Get a critic or curator to buy and promote your work. Many of the works that are considered icons of photography today were selected because Beaumont Newhall was the curator of photography at the Museum of Modern Art and when he wrote his history of photography he naturally selected works that were in the collection of the museum. Why would he want to promote the collection of a competing institution. The result was self fulfilling: The greatest photographers were represented in the collection of the Museum of Modern Art because the Museum of Modern Art collected works by great photographers. 

Make sure your art is in style and beware of changing styles. William Mortensen was a leading practitioner of the manipulated image but his vision conflicted with that of "straight" photographers like Ansel Adams. The f64 school decided that only straight photography was legitimate, so Newhall trashed Mortensen and effectively wrote him out of the history of photography. Similarly, Les Krimms was a cutting-edge photographer in the 1970s, until feminist zealotry pushed him out of favor with the art critics and displaced him with his student Cindy Sherman.

Ride the investment wave. Many art buyers today are buying primarily for investment purposes. They buy works in the hopes that they will escalate in value and allow them to make money on the investment. For some of these buyers, it's no different than investing in real estate, except that you get the added benefit of being considered sophisticated. If the investment community decides your work will increase in value, your images will sell. Not that you will ever see any of the money, because most of the sales occur in the secondary market -- one collector buying from another, long after the artist sold the image for a fraction of its current value.

Finally, and most importantly, get lucky. Think of it like becoming a rock star or a movie idol. At any one time, there are millions of talented people all trying to hit the big time. The world has only so much time, space and money for the stars of any field. For every one person who succeeds, there are thousands who never will. They aren't less talented or less deserving or less hard working, they just aren't as lucky. Life is random.


----------



## sgs8r (Feb 23, 2015)

DominoDude said:


> Early this morning I read this on PetaPixel -> http://petapixel.com/2015/02/22/photographer-peter-lik-has-sold-nearly-half-a-billion-dollars-in-prints/
> Might have some clues on what goes on inside a potential buyers head.




The PetaPixel piece is based on (and links to) this past weekend's excellent NY Times piece on Lik, which was very interesting and gives a lot of insight to the fine art market in general and Lik's approach in particular. (http://www.nytimes.com/2015/02/22/business/peter-liks-recipe-for-success-sell-prints-print-money.html?_r=1). 

It's clear that fine art prices are mostly influenced by fashion, psychology, marketing, etc. and these forces can be manipulated by key critics and tastemakers (and savvy artists like Lik).
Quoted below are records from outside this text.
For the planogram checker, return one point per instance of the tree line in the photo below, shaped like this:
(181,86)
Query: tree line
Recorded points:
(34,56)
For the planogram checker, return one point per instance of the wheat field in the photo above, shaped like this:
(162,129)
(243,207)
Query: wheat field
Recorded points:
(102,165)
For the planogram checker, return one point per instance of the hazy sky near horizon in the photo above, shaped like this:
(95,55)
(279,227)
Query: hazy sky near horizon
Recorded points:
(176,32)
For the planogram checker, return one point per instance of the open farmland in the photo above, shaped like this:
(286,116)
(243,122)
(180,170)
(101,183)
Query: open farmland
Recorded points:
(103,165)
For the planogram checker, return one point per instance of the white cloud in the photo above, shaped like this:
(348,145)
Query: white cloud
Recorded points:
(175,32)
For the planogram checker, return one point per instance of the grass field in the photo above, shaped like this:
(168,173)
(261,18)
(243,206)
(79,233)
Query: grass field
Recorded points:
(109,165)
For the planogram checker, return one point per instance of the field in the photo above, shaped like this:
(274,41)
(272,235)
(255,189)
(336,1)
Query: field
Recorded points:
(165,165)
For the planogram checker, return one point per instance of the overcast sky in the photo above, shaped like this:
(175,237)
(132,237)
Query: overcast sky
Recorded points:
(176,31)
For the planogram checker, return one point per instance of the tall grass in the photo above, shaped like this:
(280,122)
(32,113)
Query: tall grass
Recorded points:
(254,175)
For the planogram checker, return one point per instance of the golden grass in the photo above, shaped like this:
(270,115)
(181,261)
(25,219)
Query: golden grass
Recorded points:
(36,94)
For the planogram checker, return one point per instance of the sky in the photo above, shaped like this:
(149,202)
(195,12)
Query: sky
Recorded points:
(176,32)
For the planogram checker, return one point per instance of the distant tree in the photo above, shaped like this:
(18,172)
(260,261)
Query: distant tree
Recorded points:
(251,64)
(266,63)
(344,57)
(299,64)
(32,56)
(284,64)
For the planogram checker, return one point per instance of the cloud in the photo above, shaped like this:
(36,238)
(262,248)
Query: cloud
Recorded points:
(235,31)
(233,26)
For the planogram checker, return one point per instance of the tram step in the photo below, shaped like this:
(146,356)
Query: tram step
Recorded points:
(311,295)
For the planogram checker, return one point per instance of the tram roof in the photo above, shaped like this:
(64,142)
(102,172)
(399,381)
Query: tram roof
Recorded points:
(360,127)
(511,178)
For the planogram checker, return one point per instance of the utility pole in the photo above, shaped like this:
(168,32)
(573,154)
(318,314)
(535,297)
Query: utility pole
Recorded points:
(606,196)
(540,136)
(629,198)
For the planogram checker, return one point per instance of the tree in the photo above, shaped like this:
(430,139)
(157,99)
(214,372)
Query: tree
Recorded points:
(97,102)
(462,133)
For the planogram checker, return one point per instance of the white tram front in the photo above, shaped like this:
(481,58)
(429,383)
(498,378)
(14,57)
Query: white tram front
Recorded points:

Most buyers are not "experts" (whatever that means) and are substantially influenced by those who supposedly are (experts). And there's a significant herd mentality that often enables one such expert to to start a stampede. Over the long term, price can change dramatically as artists fall in/out of fashion or are discovered/rediscovered. 

Nowadays, all artists know that an essential component in marketing any work is "the story" behind it (and behind the artist themself). These have become such a cliche that the bombastic bios on some photographer websites can provide great comic entertainment. (See http://www.ruvenafanador.com/ for a great example.)


----------



## mackguyver (Feb 23, 2015)

unfocused, thanks for sharing - those are all very good and realistic points.


----------



## Halfrack (Feb 23, 2015)

mackguyver said:


> Pag, that is the secret to selling anything - knowing your buyers. Alain Briot wrote about this on Luminous Landscape several years ago and I'd share the link but their site says I'm unauthorized to view the page. Since I don't like posting non-public links, I'll summarize.



LuLa just redid their site, so a lot of the old links are dead. Was it this one?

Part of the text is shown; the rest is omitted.